In 2016, that meant we spent more than more than $1 billion (PHP 50 billion) on importing coal.  

This will be propelled by the ASEAN-Australia-New Zealand Free Trade Agreement signed in February 2009, in which the Philippines’ import levy on Australian coal was mandated to decrease to 5% in 2012 from 7%, and is set to fall to zero by 2018. 

The simple and unfortunate reality is that with new coal fired power plants such as the 1,200 MW coal-fired power plant promoted by Meralco PowerGen Corporation (MGen) being planned, the Philippines will be further reliant on yet more imports.

An important question both government and the private sector need to answer is can a new thermal coal plant being built now or in the next few years, and which would be dispatched in 10 to 15 years’ time, compete with new cheap solar and batteries? 
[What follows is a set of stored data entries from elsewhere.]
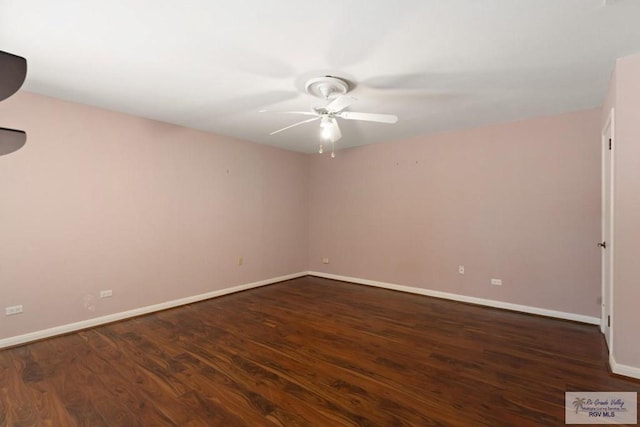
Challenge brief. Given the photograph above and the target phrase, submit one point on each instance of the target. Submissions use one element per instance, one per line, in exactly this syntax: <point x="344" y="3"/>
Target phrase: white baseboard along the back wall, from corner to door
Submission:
<point x="463" y="298"/>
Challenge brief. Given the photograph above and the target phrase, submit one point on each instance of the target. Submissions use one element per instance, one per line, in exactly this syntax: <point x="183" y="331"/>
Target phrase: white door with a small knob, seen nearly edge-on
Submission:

For BlackRock, the answer is no.

CLIMATE CHAOS. The combustion of fossil fuels like oil, gas, and coal by energy companies is largely responsible for climate change.

The previous mentality around renewable energy, that it was expensive and “all about subsidies,” has now been “turned on its head” as prices, particularly in solar energy, had fallen, Barry said. 

“The thing that has changed fundamentally the whole picture,” he explained, “is that renewables have gotten so cheap.”

Just take the example of India, where the government has pledged to end expansive coal imports. India is on track to construct a remarkable 275 GW of renewable energy by 2027. This month, costs for solar hit another record low, dropping a remarkable 45% since January 2016 when India’s last solar record low was set. 

In the past few weeks alone, multiple major new coal plant proposals in India have been shelved for the simple reason they can no longer compete on price.

While the price of renewables continues to plummet, the cost of coal finance will increase.

However, the Philippines is lagging behind the rest of the world when it comes to acknowledging risk in the cost of capital. Whilst finance for coal plants may be available at an artificially low cost today, the Energy Regulatory Commission (ERC) and the Department of Energy (DOE) and must realize that least cost is not a static concept. 

In the world of finance, contrary to popular belief, the tipping point is not when solar and batteries are cheaper than coal, it is when investors see the writing on the wall.  

That time is now. 

For the Philippines, we have an opportunity today to reduce our reliance on foreign coal, and to ride the investment boom in clean energy. (READ: Coal-minded leaders left behind by green energy growth – Al Gore)

While the death of coal may not happen overnight, the sun is setting fast and we do not want to be left in the dark. –

Sara Jane Ahmed is an energy finance analyst of the US-based Institute for Energy Economics and Financial Analysis. She is a former investment advisor specializing in originating and structuring energy opportunities in emerging markets.